Film
Michelle Rose in By Night's End.
Michelle Rose in By Night's End.

FIlm review: By Night's End

by / Jul. 14, 2022 1pm EST

Recalling classic home-based thrillers like Wait Until Dark and Shallow Grave, By Night’s End is the kind of low-budget indie that tends to get lost in the crush of movies looking for an audience in the post-theatrical landscape.

Heather (Michelle Rose) and Mark (Kurt Yue) are a suburban couple whose marriage is beset by financial and emotional problems. (An early dialogue exchange that lays some of these problems out while establishing the existence of others that will be revealed later, all in dialogue that sounds like a conversation between two characters and not an explanation directed at the viewer, is a little gem of screenwriting concision.)

Little do they know that hidden in their house is a valuable object stolen in a recent robbery. When one of the thieves sneaks in in the middle of the night to try and retrieve it, he is accidentally killed by Heather, a former military sergeant. Against her better judgment, Heather is persuaded by Mark to hold off calling the police until they find the object, whatever it is.

But the thief had associates. They still want the object, and by not calling the police Heather and Mark have lost their best option of defense.

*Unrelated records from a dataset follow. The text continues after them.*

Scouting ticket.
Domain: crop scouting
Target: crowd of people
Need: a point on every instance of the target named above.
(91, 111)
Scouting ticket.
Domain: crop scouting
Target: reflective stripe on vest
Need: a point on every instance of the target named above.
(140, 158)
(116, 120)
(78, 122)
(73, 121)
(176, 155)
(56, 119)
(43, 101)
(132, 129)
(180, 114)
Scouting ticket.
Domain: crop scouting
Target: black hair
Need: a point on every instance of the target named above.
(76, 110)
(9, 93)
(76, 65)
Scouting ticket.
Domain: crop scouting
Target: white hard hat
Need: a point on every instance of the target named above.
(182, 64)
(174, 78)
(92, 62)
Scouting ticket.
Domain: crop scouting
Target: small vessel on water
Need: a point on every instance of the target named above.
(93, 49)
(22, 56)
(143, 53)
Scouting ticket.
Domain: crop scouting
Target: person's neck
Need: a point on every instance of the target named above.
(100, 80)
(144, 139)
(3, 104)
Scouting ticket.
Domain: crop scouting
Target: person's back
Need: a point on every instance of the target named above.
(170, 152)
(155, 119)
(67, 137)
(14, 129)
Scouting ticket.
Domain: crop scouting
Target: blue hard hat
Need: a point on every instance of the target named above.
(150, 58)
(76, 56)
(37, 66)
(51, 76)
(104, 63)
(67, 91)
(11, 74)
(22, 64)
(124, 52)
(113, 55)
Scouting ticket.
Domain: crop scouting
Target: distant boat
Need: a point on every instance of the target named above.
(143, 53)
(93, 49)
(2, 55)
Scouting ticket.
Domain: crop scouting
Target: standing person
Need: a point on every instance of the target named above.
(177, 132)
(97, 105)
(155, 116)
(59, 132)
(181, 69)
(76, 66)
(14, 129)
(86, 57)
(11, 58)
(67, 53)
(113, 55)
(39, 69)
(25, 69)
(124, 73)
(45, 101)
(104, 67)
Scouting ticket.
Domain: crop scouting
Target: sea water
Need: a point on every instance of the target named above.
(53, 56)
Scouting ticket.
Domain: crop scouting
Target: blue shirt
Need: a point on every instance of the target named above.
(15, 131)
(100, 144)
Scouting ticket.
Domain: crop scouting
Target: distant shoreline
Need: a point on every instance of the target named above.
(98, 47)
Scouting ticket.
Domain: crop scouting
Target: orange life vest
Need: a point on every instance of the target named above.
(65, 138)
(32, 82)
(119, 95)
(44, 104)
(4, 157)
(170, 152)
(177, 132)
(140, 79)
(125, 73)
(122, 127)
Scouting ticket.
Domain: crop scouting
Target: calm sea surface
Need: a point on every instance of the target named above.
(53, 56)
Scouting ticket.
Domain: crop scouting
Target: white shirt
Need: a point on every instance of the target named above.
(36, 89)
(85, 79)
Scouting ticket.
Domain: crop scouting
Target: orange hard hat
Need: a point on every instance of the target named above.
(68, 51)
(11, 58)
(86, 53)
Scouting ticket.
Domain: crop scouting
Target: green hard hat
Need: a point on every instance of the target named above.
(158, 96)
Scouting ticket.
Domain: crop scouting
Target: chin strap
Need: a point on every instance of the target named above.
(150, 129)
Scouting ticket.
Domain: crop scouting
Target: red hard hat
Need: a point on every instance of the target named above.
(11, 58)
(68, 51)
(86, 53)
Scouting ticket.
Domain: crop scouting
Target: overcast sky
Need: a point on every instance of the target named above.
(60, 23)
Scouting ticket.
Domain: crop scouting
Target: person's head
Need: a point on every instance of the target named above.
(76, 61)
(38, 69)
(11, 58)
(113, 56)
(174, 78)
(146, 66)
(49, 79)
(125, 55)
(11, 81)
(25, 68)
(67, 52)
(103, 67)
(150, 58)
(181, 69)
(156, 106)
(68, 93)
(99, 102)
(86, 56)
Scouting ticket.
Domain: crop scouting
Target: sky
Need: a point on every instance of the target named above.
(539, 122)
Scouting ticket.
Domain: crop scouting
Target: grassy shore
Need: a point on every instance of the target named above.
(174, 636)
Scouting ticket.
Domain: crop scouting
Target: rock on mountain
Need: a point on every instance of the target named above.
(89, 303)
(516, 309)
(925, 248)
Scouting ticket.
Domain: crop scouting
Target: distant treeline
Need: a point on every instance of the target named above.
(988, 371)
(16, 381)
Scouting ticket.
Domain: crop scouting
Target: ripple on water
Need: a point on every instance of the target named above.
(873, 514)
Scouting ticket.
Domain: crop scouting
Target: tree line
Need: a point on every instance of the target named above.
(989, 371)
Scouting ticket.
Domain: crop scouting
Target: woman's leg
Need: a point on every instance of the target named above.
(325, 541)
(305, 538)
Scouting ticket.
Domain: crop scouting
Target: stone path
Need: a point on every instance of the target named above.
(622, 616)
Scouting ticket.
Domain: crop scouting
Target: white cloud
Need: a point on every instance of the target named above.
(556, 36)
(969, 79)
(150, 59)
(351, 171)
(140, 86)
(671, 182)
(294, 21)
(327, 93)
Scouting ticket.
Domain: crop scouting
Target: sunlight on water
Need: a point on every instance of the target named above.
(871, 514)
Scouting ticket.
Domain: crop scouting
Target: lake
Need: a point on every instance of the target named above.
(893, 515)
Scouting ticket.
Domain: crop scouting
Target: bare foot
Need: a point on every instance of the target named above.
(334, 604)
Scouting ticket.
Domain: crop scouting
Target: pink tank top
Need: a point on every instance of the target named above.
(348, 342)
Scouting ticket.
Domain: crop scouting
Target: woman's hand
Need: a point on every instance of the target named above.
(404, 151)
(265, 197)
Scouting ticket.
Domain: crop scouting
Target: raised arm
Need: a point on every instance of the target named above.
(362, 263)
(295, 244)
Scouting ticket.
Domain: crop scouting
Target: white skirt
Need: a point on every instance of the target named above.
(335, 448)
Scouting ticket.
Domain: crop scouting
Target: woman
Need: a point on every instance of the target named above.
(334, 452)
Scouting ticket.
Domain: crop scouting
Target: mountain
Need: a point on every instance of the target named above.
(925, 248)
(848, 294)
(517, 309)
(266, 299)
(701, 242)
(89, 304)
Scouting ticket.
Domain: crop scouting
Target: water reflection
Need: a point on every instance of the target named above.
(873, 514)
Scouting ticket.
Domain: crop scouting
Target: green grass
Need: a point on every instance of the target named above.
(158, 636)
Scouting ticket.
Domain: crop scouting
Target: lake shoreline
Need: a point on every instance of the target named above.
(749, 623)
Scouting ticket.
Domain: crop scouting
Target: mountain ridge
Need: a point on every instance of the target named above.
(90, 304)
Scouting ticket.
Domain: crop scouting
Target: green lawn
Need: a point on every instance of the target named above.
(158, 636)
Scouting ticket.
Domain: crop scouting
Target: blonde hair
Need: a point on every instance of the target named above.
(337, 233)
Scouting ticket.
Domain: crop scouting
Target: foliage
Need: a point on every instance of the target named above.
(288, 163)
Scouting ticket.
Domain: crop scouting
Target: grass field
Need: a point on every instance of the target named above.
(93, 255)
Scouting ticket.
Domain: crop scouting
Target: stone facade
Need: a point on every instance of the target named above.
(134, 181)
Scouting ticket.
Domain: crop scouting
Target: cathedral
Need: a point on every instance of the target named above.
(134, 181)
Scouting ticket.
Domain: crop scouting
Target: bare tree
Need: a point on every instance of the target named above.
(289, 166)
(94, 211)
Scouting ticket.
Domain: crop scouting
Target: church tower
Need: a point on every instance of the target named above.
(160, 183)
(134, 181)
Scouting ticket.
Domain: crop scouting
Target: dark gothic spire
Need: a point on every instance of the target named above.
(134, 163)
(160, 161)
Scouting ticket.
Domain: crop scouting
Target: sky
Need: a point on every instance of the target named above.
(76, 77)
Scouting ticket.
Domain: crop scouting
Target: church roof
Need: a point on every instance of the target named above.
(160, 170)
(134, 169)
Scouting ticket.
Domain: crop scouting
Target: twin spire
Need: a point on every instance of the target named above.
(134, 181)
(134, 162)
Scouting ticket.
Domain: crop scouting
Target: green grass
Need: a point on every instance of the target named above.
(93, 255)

Clocking in at a trim 85 minutes, By Night’s End doesn’t entirely deliver on all of its promises. Whether some moments actually don’t make sense or just seem that way is open to argument. (Did that one bad guy really get stabbed to death with a toothbrush?) But lead Rose, whose primary employment in films has been stunt work, is as convincing in the heavily dramatic moments as she is fighting for her home. And cinematographer Philip Wages delivers some well-conceived and impressively executed single shot sequences.